Com o surgimento de debates políticos e movimentos sociais, o conceito de reconhecimento começou a ganhar notoriedade em várias vertentes teóricas. Martins (2019, p. 02), por exemplo, equaliza a concepção de que a educação e suas instituições deixam-se orientar pelo consumo e pelo utilitarismo, no sentido que, para o consumo, o reconhecimento está associado à capacidade de acumulação, e, no utilitarismo, o indivíduo é reconhecido pelo que ele faz profissionalmente. Todavia, consumismo e utilitarismo não são os únicos aspectos da cultura contemporânea responsáveis pela atual situação da educação, destaca Martins (2019), exemplificando o caso do multiculturalismo e dos estudos feministas, em que tal ideal de respeito às diferenças dos indivíduos e grupos sociais é compartilhada, considerando que “a qualidade moral das relações sociais não pode ser mensurada exclusivamente em termos de uma distribuição justa ou equitativa de bens materiais” (HONNETH, 2007, p. 81), afirmando que, através do reconhecimento intersubjetivo, os sujeitos podem assegurar a garantia plena de suas capacidades e uma autorrelação marcada pela integridade.
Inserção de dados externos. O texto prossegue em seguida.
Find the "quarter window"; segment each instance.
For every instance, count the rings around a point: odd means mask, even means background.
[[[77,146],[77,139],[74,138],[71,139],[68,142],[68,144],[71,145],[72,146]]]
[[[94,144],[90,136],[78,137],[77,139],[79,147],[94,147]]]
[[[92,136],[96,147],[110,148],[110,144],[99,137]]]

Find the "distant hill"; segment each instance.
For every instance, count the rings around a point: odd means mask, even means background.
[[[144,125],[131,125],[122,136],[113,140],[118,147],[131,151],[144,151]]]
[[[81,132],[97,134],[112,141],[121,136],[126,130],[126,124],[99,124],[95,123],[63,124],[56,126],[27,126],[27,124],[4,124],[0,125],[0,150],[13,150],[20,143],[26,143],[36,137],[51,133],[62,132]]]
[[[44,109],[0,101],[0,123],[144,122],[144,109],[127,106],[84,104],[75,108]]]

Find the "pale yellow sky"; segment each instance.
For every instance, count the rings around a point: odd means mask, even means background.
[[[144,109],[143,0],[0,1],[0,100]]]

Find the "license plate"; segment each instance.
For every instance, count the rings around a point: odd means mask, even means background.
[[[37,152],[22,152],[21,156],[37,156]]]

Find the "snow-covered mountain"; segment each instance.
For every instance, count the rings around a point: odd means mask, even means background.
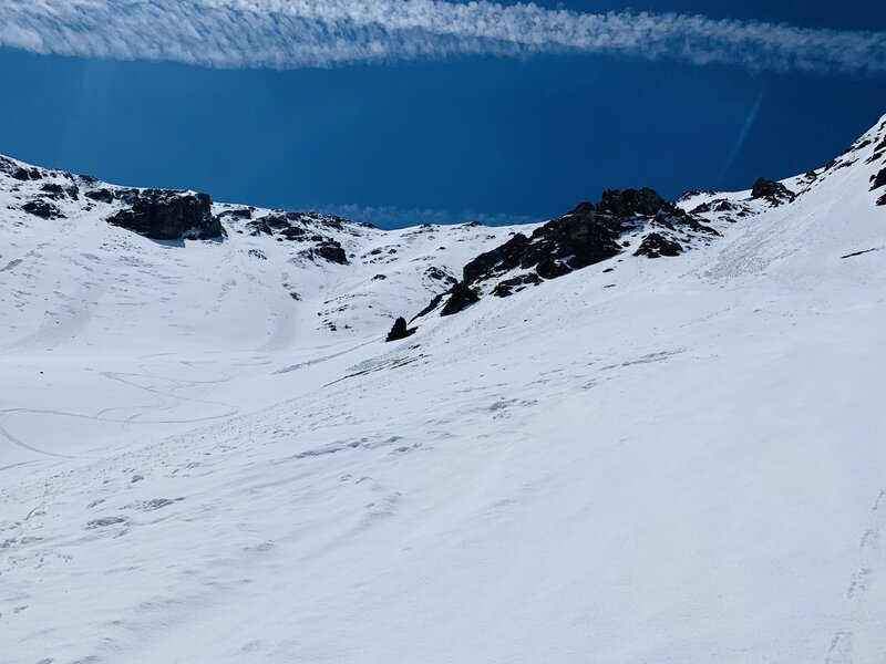
[[[886,662],[886,116],[497,228],[3,158],[0,317],[0,662]]]

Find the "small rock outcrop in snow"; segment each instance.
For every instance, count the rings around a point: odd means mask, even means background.
[[[107,218],[152,240],[210,240],[224,234],[222,222],[213,216],[212,200],[206,194],[167,189],[96,189],[87,198],[126,207]]]
[[[415,334],[415,328],[409,328],[406,325],[406,319],[400,317],[394,321],[393,328],[391,328],[391,331],[388,333],[388,339],[384,341],[400,341],[413,334]]]
[[[796,198],[796,195],[783,184],[761,177],[751,189],[751,198],[764,198],[772,205],[782,205],[783,203],[791,203]]]

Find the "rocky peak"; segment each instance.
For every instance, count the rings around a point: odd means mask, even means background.
[[[206,194],[169,189],[95,189],[86,197],[104,203],[120,201],[125,207],[107,222],[126,228],[152,240],[209,240],[225,234],[213,216]]]
[[[758,178],[751,189],[751,198],[763,198],[769,200],[773,206],[777,206],[783,203],[791,203],[796,198],[796,194],[781,183],[761,177]]]

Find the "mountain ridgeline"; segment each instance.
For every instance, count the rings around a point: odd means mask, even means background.
[[[745,191],[692,191],[668,201],[650,188],[607,190],[599,201],[581,203],[552,221],[495,229],[472,222],[382,231],[331,215],[216,204],[196,191],[109,185],[6,157],[0,157],[0,193],[8,212],[23,215],[20,224],[69,220],[75,230],[78,220],[99,219],[178,247],[194,241],[239,243],[245,237],[250,242],[244,243],[244,251],[253,259],[267,260],[281,251],[287,264],[339,270],[342,279],[348,270],[357,274],[373,266],[384,268],[371,274],[365,288],[384,290],[395,282],[411,290],[401,299],[403,309],[383,314],[389,325],[392,319],[406,317],[388,336],[399,341],[421,328],[409,328],[410,317],[411,322],[449,317],[486,297],[508,298],[600,263],[604,272],[611,273],[626,260],[673,259],[709,246],[734,225],[795,205],[859,159],[869,170],[870,203],[886,206],[886,123],[880,123],[825,167],[781,181],[760,178]],[[396,232],[399,240],[390,240]],[[408,261],[404,249],[416,247],[419,238],[427,247]],[[433,247],[434,241],[440,246]],[[291,300],[302,300],[291,276],[284,273],[280,281]],[[406,310],[422,293],[425,305]],[[336,307],[337,302],[323,301],[327,307],[317,311],[318,322],[328,332],[353,330],[353,323],[338,320],[337,314],[354,303]],[[377,319],[382,315],[375,313]]]

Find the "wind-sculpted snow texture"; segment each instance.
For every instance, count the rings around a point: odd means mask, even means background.
[[[886,661],[884,141],[391,342],[557,227],[152,240],[10,160],[0,661]]]

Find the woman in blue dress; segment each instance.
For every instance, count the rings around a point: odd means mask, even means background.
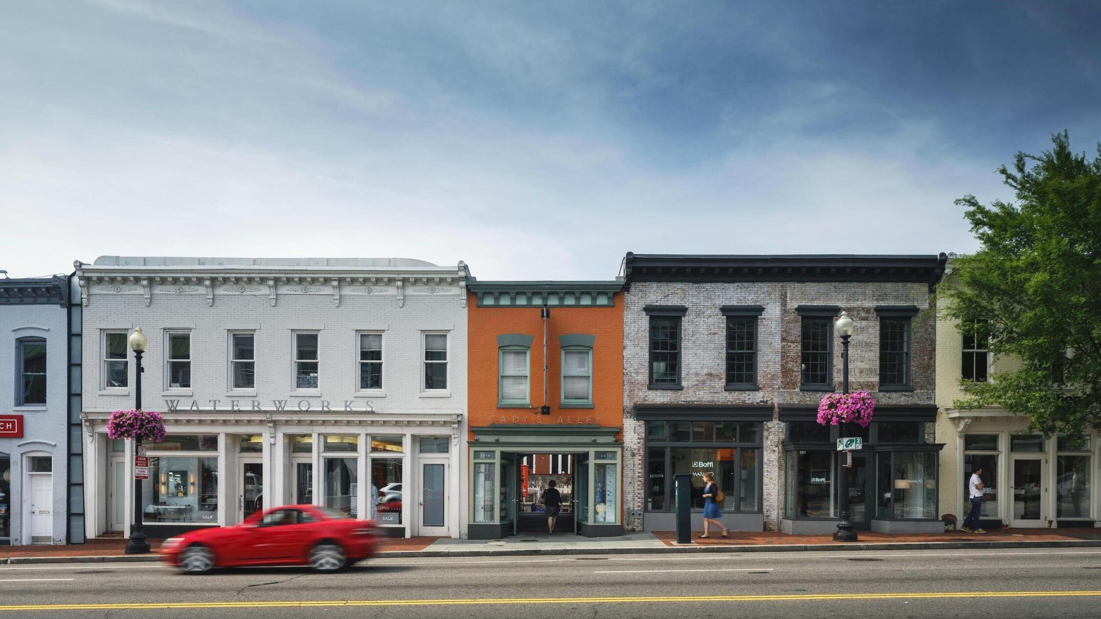
[[[715,483],[715,475],[711,473],[704,474],[704,534],[700,538],[710,538],[708,535],[708,526],[715,524],[719,529],[722,529],[722,537],[727,537],[727,528],[719,522],[722,518],[722,512],[719,511],[719,485]]]

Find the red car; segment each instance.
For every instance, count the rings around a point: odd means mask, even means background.
[[[246,565],[309,565],[335,572],[374,552],[370,520],[355,520],[316,505],[257,512],[244,522],[189,531],[161,544],[164,560],[185,572]]]

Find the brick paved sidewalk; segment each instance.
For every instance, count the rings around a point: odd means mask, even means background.
[[[380,552],[418,551],[428,548],[438,538],[382,538]],[[23,556],[120,556],[126,554],[124,539],[91,540],[86,544],[0,546],[0,561]],[[161,545],[160,540],[150,540],[152,550]]]
[[[655,531],[657,539],[666,545],[676,543],[674,531]],[[782,544],[846,544],[835,542],[832,535],[791,535],[780,531],[763,531],[748,533],[731,531],[723,539],[712,531],[708,538],[700,539],[704,531],[693,531],[691,541],[699,545],[782,545]],[[713,537],[711,537],[713,535]],[[948,531],[945,533],[876,533],[875,531],[859,531],[863,543],[906,543],[906,542],[1056,542],[1075,540],[1101,540],[1101,529],[999,529],[986,533],[967,533],[964,531]]]

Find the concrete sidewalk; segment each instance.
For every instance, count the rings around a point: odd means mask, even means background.
[[[411,538],[382,540],[379,557],[530,556],[580,554],[677,554],[713,552],[798,552],[862,550],[959,550],[1028,548],[1101,548],[1101,529],[1002,529],[985,534],[951,531],[927,534],[886,534],[861,531],[859,542],[835,542],[830,535],[788,535],[776,531],[734,532],[728,539],[699,539],[678,545],[671,531],[630,533],[615,538],[581,538],[546,533],[503,540]],[[105,563],[159,561],[156,554],[126,555],[124,540],[68,546],[0,548],[0,564]],[[155,548],[155,544],[154,544]]]

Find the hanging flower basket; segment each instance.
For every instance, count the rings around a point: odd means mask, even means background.
[[[111,439],[138,439],[160,443],[164,440],[164,418],[149,410],[117,410],[107,420]]]
[[[839,423],[855,423],[868,428],[875,412],[875,400],[868,391],[851,394],[827,394],[818,402],[818,423],[838,425]]]

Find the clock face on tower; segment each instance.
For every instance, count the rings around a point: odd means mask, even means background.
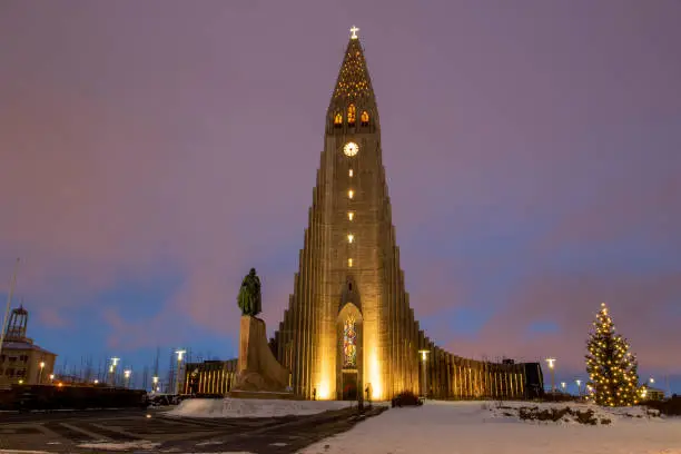
[[[345,146],[343,147],[343,152],[345,154],[345,156],[347,157],[353,157],[357,154],[357,151],[359,151],[359,147],[357,146],[357,144],[355,142],[347,142],[345,144]]]

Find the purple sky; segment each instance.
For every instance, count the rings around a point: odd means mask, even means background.
[[[38,343],[140,367],[235,355],[255,266],[274,329],[356,24],[431,337],[571,381],[608,302],[642,376],[679,376],[679,23],[664,0],[6,0],[0,293],[21,256]]]

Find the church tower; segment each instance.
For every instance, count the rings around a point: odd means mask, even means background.
[[[272,346],[305,397],[418,388],[418,325],[392,225],[378,108],[351,39],[326,112],[324,150],[294,294]],[[423,346],[421,346],[423,347]]]

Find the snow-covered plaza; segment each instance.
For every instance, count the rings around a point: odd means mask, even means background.
[[[629,417],[615,411],[606,412],[609,425],[537,423],[503,416],[495,405],[426,402],[423,407],[391,408],[302,453],[681,454],[681,418]]]

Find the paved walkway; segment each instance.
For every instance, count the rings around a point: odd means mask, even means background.
[[[383,409],[375,408],[366,416]],[[349,430],[365,417],[356,412],[345,408],[318,415],[275,418],[170,417],[158,409],[0,413],[0,452],[91,453],[116,450],[289,454]]]

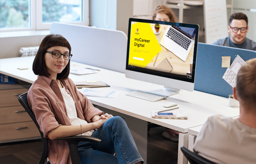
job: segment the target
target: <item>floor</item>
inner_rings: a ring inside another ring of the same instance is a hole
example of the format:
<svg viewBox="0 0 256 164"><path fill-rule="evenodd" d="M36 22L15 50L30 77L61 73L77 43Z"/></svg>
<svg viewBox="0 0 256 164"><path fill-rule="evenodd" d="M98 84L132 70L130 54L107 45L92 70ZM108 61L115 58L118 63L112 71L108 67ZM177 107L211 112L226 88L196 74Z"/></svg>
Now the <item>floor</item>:
<svg viewBox="0 0 256 164"><path fill-rule="evenodd" d="M178 142L162 136L165 128L152 128L148 133L147 164L174 164L177 162ZM4 144L0 146L0 163L34 164L41 155L42 142L39 140Z"/></svg>

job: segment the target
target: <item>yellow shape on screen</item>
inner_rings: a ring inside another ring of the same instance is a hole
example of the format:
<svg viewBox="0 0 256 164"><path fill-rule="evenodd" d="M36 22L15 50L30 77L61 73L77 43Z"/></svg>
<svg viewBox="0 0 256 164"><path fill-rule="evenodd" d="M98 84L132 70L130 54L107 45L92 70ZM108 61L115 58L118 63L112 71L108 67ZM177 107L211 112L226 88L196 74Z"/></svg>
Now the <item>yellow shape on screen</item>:
<svg viewBox="0 0 256 164"><path fill-rule="evenodd" d="M144 68L161 49L149 23L131 25L129 65Z"/></svg>

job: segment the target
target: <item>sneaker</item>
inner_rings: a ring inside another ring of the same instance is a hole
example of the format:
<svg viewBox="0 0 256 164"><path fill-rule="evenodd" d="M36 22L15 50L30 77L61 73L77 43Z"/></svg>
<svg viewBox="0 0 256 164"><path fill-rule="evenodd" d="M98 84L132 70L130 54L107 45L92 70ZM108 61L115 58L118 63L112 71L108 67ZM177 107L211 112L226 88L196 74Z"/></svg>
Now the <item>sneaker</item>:
<svg viewBox="0 0 256 164"><path fill-rule="evenodd" d="M163 132L162 135L163 137L169 139L171 141L178 142L179 141L179 134L180 133L180 132L166 128L165 131Z"/></svg>

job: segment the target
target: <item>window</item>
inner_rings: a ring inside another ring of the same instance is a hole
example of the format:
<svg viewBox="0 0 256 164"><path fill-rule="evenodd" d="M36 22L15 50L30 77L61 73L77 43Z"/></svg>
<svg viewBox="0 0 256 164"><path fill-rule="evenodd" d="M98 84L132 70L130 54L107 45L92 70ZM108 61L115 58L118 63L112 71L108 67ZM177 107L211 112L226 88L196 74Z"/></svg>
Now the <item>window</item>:
<svg viewBox="0 0 256 164"><path fill-rule="evenodd" d="M54 22L89 25L89 0L1 0L0 2L1 32L48 30Z"/></svg>
<svg viewBox="0 0 256 164"><path fill-rule="evenodd" d="M0 28L31 27L30 3L29 0L0 1Z"/></svg>

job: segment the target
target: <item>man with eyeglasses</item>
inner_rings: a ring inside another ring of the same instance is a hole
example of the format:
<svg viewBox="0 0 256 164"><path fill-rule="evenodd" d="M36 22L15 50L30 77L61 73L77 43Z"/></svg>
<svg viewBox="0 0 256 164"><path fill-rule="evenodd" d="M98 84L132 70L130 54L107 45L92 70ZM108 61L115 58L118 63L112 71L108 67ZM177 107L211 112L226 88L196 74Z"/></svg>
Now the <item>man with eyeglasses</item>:
<svg viewBox="0 0 256 164"><path fill-rule="evenodd" d="M246 15L238 12L231 15L228 27L230 36L218 40L213 44L256 51L256 42L246 38L249 27Z"/></svg>

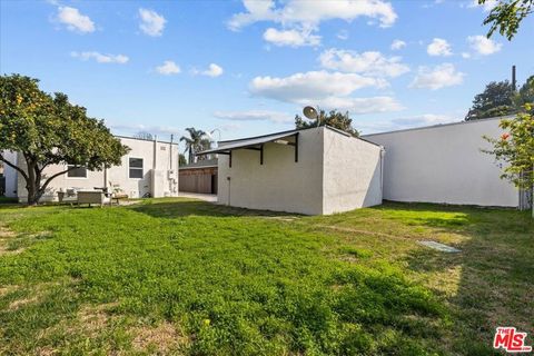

Para Lins, Nascimento e Souza (2017, p. 11), Honneth (2003, p. 267) dá subsídio para que se proponha um quadro explicativo para o caso da história dos surdos:

O húmus dessas formas coletivas de resistência é preparado por semânticas subculturais em que se encontra para os sentimentos de injustiça uma linguagem comum, remetendo, por mais indiretamente que seja, às possibilidades de uma ampliação das relações de reconhecimento.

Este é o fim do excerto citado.